Reedy developed the program around the idea of data visualization, allowing students to view and manipulate data to help them better understand it. The application will allow students to enter data from any type of experiment and create a visual representation of the data points before prompting students to estimate the mean, variance, and other statistical measurements.
“It’s pretty amazing to see because most kids do have a kind of intuitive sense,” Reedy said. “That’s what we want to build on: training kids to use your eyes first, observe, form an opinion of what you think it means and then compare those results to your analysis.”
Cox feels the visual aspects of the program are what make DataClassroom special.
“Even in academic science, there aren’t that many great programs that provide really simple, clean graphics and outcomes,” said Cox. “Something that’s simplified, streamlined, affordable, that does it all as a sort of standalone thing, I think would be pretty novel for a classroom.”

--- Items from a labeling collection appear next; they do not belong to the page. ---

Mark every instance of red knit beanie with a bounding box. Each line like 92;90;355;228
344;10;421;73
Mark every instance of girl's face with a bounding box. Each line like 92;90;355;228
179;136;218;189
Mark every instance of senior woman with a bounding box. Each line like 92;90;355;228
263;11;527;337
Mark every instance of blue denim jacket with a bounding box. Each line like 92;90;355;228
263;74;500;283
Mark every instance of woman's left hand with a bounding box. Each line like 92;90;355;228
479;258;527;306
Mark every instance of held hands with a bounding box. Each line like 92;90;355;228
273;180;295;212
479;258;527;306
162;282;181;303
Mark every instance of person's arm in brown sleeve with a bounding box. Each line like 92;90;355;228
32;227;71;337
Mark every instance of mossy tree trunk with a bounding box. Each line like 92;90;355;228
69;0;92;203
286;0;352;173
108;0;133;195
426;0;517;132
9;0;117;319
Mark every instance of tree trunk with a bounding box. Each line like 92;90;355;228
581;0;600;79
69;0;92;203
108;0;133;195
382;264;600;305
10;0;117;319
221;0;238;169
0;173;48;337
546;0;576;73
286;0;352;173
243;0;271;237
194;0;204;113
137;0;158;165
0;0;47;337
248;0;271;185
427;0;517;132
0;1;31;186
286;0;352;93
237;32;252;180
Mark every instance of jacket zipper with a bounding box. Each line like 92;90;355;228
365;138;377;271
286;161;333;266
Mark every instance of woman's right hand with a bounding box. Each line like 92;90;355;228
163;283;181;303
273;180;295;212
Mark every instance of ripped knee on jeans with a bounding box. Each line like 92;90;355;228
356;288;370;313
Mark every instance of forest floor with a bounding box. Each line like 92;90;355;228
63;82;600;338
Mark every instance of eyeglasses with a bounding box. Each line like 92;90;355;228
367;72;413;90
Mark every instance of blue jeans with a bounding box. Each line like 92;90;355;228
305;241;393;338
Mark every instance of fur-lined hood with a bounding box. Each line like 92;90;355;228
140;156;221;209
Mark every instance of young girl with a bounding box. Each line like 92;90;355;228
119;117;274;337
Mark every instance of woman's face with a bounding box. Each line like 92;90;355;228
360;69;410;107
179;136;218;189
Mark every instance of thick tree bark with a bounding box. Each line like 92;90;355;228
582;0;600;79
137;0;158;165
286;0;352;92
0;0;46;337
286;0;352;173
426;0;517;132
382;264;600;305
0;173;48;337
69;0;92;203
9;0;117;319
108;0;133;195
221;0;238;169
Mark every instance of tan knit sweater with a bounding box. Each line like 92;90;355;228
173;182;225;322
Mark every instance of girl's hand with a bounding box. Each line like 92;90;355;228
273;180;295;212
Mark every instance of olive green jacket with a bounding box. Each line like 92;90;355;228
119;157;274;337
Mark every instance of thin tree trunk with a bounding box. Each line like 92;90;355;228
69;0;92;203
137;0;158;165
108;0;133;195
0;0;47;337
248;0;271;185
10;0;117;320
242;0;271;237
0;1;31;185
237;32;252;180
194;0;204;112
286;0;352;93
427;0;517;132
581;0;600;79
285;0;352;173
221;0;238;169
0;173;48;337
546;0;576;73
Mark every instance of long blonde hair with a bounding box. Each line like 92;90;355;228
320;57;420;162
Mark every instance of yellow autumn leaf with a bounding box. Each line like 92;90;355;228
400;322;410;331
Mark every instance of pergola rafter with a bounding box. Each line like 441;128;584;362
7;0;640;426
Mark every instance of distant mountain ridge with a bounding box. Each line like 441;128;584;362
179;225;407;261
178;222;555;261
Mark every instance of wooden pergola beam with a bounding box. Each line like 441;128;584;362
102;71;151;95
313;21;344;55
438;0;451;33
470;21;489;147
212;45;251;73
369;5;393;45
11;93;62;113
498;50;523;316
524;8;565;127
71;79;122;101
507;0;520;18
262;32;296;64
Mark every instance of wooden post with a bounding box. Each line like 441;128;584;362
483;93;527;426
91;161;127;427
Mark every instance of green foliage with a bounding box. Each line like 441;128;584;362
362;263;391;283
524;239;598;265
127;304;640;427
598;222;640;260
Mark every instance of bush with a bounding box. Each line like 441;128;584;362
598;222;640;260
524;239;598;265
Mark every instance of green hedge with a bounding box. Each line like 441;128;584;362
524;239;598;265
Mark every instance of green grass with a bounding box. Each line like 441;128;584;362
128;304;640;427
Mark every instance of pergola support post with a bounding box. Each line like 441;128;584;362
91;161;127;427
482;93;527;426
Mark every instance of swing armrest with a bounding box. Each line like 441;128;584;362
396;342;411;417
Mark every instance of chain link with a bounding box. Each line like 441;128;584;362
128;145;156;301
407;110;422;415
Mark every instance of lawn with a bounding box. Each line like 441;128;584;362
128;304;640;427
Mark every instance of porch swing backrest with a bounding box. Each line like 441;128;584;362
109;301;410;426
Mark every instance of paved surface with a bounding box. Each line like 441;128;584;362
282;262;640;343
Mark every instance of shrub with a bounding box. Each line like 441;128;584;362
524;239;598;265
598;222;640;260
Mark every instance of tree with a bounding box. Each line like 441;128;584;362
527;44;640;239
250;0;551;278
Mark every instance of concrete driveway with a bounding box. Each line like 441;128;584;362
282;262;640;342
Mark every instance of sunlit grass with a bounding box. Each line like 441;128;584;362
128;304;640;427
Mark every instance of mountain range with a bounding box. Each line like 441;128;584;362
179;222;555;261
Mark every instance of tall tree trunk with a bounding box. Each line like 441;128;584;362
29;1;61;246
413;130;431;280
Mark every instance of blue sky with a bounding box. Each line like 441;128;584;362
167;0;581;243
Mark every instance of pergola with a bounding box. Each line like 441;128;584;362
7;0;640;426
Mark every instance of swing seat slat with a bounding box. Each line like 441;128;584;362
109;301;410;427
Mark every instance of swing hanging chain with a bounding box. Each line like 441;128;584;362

Of the programs that do exist, Cox said many are expensive and are not a realistic option in a typical high school classroom. Reedy wants to keep DataClassroom affordable.
“Because I worked in Chicago Public Schools and because I worked with some communities that were really resource-limited, I would like to think of creative ways that we can get it in the hands of those schools more affordably,” Reedy said.
He plans on distributing DataClassroom through licensing contracts where school districts can purchase the program and have access to it in all of its schools. In addition to this licensing, he hopes to distribute the program by way of teachers who individually seek it out.
“It’s important to me that I have some pricing that makes it available for individual teachers, cheaply,” Reedy said. “If there’s a teacher that wants to push ahead with designing bigger and better experiments and more authentic science as a process type experiments, I want them to get the tools. They’re going to be the ones who are going to say ‘I love using this thing, can we get a license for every student in this school.’”
DataClassroom is still in the development stage and Reedy is working to incorporate all his ideas into one intuitive program.
“A lot of data analysis platforms are really expensive,” he said. “They assume a graduate level of knowledge in statistics and there’s very little in the way of help. The platform is just a screen covered with numbers and outputs and it can be very tricky to navigate. I felt it didn’t have to be that way.”
A Jefferson Scholar at UVa, Reedy received $21,000 from the Exploratory Fund, a fund established to support startups, to begin creating DataClassroom.
James Wright, President of the Jefferson Scholars Foundation, says the Exploratory Fund is a perk of the scholarship program and helps to attract the best students to UVa.
“We don’t pretend to have the kind of expertise that [Reedy] has,” said Wright. “We felt that his proposal had a great deal of merit and that the software application tool seemed pretty intriguing to us, so we were persuaded that we ought to accept his proposal and make a grant so that he could pursue it and make it a reality. We’re cheerleaders as much as anything.”